Only a handful, a memorial of this sacrifice was burned on the altar on the burnt sacrifice and the remainder the priests ate in the court of the tabernacle, but all the frankincense was offered up to God alone, the sweetest part of all the sacrifice.

On that last evening before the trial and crucifixion Jesus said, "I have yet many things to say unto you but ye cannot bear them now." The sweetest, holiest thoughts of all Jesus never expressed to any earthly friend. He had to live that innermost life so far as human fellowship was concerned, entirely alone. These thoughts and experiences were the fruit of suffering. See Hebrews 2:10 & 5:8-9. They yielded up their sweetest fragrance in the fiery trial.

As Jesus talked over with His Father the things that were nearer to Him than all else so we, in our thoughts and feelings born of trial and suffering, speak to our Father as we cannot speak to another, for they have not experienced the fiery furnace that gave them birth.

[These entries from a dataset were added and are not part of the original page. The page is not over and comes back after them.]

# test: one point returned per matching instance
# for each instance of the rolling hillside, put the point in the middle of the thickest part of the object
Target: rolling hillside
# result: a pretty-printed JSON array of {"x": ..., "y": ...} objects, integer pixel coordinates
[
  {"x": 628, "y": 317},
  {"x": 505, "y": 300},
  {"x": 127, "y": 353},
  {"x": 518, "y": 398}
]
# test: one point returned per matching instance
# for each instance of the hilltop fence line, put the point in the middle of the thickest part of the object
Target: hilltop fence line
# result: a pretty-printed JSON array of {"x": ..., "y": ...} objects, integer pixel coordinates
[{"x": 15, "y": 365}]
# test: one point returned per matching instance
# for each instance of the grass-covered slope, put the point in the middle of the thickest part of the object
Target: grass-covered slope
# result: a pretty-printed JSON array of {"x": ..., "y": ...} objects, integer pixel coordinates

Jesus says of each one who overcomes "I will give him a white stone, and, in the stone, a new name written which no man knoweth saving he that receiveth it." This means that each one who goes through with such personal, individual experiences with Christ, will understand and He will understand but no other man will know them. That will be the frankincense of the sacrifice. Paul besought us to so relate ourselves to God that we might apply his text to us "I beseech you — present your bodies a living sacrifice." Also, Paul makes a clear and direct reference to the burnt offering and meat-offering: "For we are the fragrance of Christ ascending to God." II Corinthians 2:15 & 16, 20th Century Version.

Notice this fragrance of a consecrated life is the fragrance of CHRIST. No result of human effort of self-righteousness but a truly fragrant life the result of the indwelling given life of God in Christ. Both those who are in the path of ruin or salvation, when in trouble will seek the aid of such a fragrant life. The one who is in the path of ruin wants the comfort of this consecrated life when he is in imminent need, he does not want it reproduced in himself, but the one who is in the path of salvation knows that every crucifixion God has placed the resurrection life and it is an odour that tells of life and is reproduced in him. How shall he attain this desired end? By presenting himself to God a "living sacrifice, holy and acceptable unto God."

In conclusion I would place the emphasis on the first portion of the text: "I beseech of you, by the mercies of God, come to Him today. There may be some sinner who has never brought his sin-offering; don't hold to the flesh any longer; bring your sin-offering, yield up the flesh to crucifixion and your life to God, to be renewed, transformed and made beautiful in and by Him.

Or there may be some trespasser, someone who, "overtaken in a fault", has let that hold him away from God, won't you come now, bringing your trespass-offering? God is waiting to forgive and be gracious. Do not hold yourself longer from Him.

Or it may be there are here some forgiven and accepted souls who are rejoicing in the love and knowledge of God and yet who have never known what it was to make a complete consecration of their whole renewed life to Him. If so, won't you today bring your burnt offering? Bring the meat-offering too that your whole life may come up as the "Fragrance of Christ ascending unto God," that others, seeing your good works and the beauty of your life, may glorify your Father which is in Heaven. O friends, will you not wholly consecrate your life to the Lord now?